One would want the test framework to assume as little as possible about the implementation of the algorithm. I think probably all you would specify would be some driver script train.sh and test.sh that took the data set as input, this script could call whatever kind of binary it wanted. This would give freedom for people to use whatever programming languages or libraries they like without too many integration hassles.
It is important that the framework enforce a purely black box approach, any tuning or hyperparameters would have to be hard coded for all data sets or set automatically by the algorithm itself as part of its training. If an algorithm implementer wants to set custom hyper-parameters for each data set they will need some heuristic to do so, or else do some kind of brute force search with cross-validation.
You would want to keep metadata on each algorithm recording its run time and performance on each data set as well as a browser for the source code, and wikis giving a higher-level overview and links to applicable papers.

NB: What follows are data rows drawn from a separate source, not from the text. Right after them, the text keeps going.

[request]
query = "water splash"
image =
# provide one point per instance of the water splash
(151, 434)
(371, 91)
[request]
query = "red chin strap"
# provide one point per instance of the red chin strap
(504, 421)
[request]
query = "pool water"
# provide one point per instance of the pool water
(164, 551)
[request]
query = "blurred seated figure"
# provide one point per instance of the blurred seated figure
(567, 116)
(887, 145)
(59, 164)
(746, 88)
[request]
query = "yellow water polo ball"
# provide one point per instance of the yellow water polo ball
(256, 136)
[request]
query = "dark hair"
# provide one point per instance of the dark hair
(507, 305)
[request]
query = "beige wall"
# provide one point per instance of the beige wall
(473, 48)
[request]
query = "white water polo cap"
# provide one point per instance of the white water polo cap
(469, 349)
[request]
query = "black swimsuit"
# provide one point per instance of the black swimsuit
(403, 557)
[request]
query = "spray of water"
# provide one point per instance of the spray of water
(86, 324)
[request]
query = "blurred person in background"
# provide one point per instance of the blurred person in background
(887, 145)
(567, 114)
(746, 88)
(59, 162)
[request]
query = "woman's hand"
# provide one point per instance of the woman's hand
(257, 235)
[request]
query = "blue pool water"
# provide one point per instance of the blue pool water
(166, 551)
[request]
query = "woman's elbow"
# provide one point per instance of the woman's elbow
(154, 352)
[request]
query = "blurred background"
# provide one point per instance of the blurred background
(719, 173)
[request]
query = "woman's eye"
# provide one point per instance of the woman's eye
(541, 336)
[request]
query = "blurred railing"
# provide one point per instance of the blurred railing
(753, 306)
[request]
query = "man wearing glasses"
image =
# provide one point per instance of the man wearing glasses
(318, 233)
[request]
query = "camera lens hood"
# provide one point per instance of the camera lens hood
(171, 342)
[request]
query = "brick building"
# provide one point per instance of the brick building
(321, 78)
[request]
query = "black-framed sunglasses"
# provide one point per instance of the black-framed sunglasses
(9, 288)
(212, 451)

There are lots of other little implementation details. You would want a nice UI with a leaderboard. You would want to attach facets that describe the problem for each data set and algorithm (e.g. number of classes, training set size, etc) so that results could be broken down appropriately in reporting.
I am not aware of anyone doing anything quite like this. Kaggle is a very cool company that provides machine learning contests as a way to outsource predictive analytics. Their focus seems to be on single problem contests and I don’t think they supply the infrastructure to run the algorithm. Maybe they could be convinced to provide past challenge data sets as benchmark data?
Primarily I think the reason this hasn’t already been done is because there is no publishable work involved, just mucky scripting and munging data sets into a common format. Secondly AWS is fairly new, and I think that simplifies a lot of the problems of making such a framework available for use without the security and operational problems of trying to let people run code on machines you own and operate.
Postscript: A few people pointed me towards a version of this idea that actually already exists. It is called mlcomp.org. Gotta love the internet.